Adolescent research has generated a rigorous body of evidence on how family processes influence young people's HIV-prevention and sexual reproductive health (SRH) behaviors through family communication, positive parent-child relationships, and parental monitoring. Peer group interventions have also shown promise in reducing stigma among HIV+ adults in sub-Sahara Africa (SSA) and in supporting adolescent self- management of chronic illnesses. Despite this evidence, most HIV treatment programs serving adolescents living with HIV (ALHIV) in SSA are clinic-based and focused on medical outcomes with few resources available to address the social, familial and stigmatized context in which ALHIV live. The need for effective interventions to support adolescent HIV self-management is particularly pressing in SSA where the majority of the 2.1 million ALHIV reside. Highlighting the vulnerability of ALHIV is their increasing HIV-related mortality, up 50% in 2012 compared to 2005, while the global number of HIV-related deaths among all ages decreased by 30%. In response to the disparate burden of HIV mortality among ALHIV, combined with the compelling evidence from HIV prevention and chronic illness literature and research on the influential role of families, we propose to refine and pilot test an ALHIV/caregiver group intervention. This intervention will draw upon principles of Positive Youth Development (PYD) and Social Cognitive theory (SCT) to emphasize skills building, self- efficacy, youth participation, and strengthening adult relationships. The intervention will build upon an existing ALHIV support group guide and utilize trained facilitators to hold group sessions with ALHIV and their caregivers to: 1) improve understanding of HIV among ALHIV and caregivers;2) help ALHIV develop strategies for healthy living including adherence to ART;3) build the capacity of ALHIV to make informed decisions about their sexual and reproductive health;4) build the capacity of caregivers to support ALHIV;and 5) help ALHIV develop life skills to communicate their HIV diagnosis effectively, and to plan for their future. The study design has two phases. The first phase is the refinement of the ALHIV/caregiver intervention manual followed by a second phase feasibility pilot study. Our goals are to refine and pilot a feasible intervention tha fosters resiliency and draws upon the strengths of adolescents and their families.

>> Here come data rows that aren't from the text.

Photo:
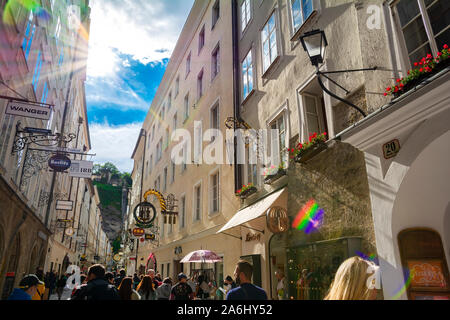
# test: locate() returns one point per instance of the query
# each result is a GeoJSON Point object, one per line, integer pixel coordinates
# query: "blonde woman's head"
{"type": "Point", "coordinates": [350, 281]}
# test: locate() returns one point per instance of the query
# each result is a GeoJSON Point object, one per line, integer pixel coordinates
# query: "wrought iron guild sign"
{"type": "Point", "coordinates": [25, 137]}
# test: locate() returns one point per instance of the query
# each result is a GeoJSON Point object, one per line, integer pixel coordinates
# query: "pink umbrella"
{"type": "Point", "coordinates": [201, 256]}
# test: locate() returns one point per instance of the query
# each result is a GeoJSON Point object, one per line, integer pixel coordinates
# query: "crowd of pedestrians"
{"type": "Point", "coordinates": [349, 284]}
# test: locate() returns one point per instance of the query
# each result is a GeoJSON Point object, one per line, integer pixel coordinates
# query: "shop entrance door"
{"type": "Point", "coordinates": [423, 258]}
{"type": "Point", "coordinates": [255, 261]}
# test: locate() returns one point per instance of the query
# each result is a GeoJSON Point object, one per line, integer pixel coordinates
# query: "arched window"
{"type": "Point", "coordinates": [424, 264]}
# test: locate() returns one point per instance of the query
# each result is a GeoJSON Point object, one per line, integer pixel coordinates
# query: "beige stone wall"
{"type": "Point", "coordinates": [337, 180]}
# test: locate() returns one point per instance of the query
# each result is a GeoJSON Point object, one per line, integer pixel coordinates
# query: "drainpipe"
{"type": "Point", "coordinates": [236, 89]}
{"type": "Point", "coordinates": [144, 134]}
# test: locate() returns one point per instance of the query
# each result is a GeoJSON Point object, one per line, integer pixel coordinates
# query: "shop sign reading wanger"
{"type": "Point", "coordinates": [28, 110]}
{"type": "Point", "coordinates": [59, 163]}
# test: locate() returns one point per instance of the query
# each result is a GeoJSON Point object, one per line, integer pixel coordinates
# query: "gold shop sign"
{"type": "Point", "coordinates": [253, 237]}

Specific aims i nclude to: (1) Refine activities and an intervention manual for a family-focused group intervention for adolescents and their caregivers to improve HIV self-management among adolescents living with HIV;(2) conduct a pilot study to assess the acceptability and feasibility f the group intervention among 50 adolescent/caregiver pairs that are randomly assigned to the intervention or the comparison arms, and (sub aim 2a) examine preliminary trends in outcome measures, including ART adherence, safer sex behaviors and stigma, comparing the intervention and comparison study arms.
The proposed study will refine and pilot test an adolescent/caregiver intervention to promote HIV self- management among adolescents living with HIV (ALHIV) in Zambia. The intervention seeks to shift HIV care practices for ALHIV from a focus on individual medical outcomes to one that incorporates families and emphasizes skills building, self-efficacy, youth participation and the strengthening of adult and family relationship. Findings will provide the basis for future intervention studies to test the impact of a family-base approach on the HIV self-management behaviors and health outcomes among this understudied population.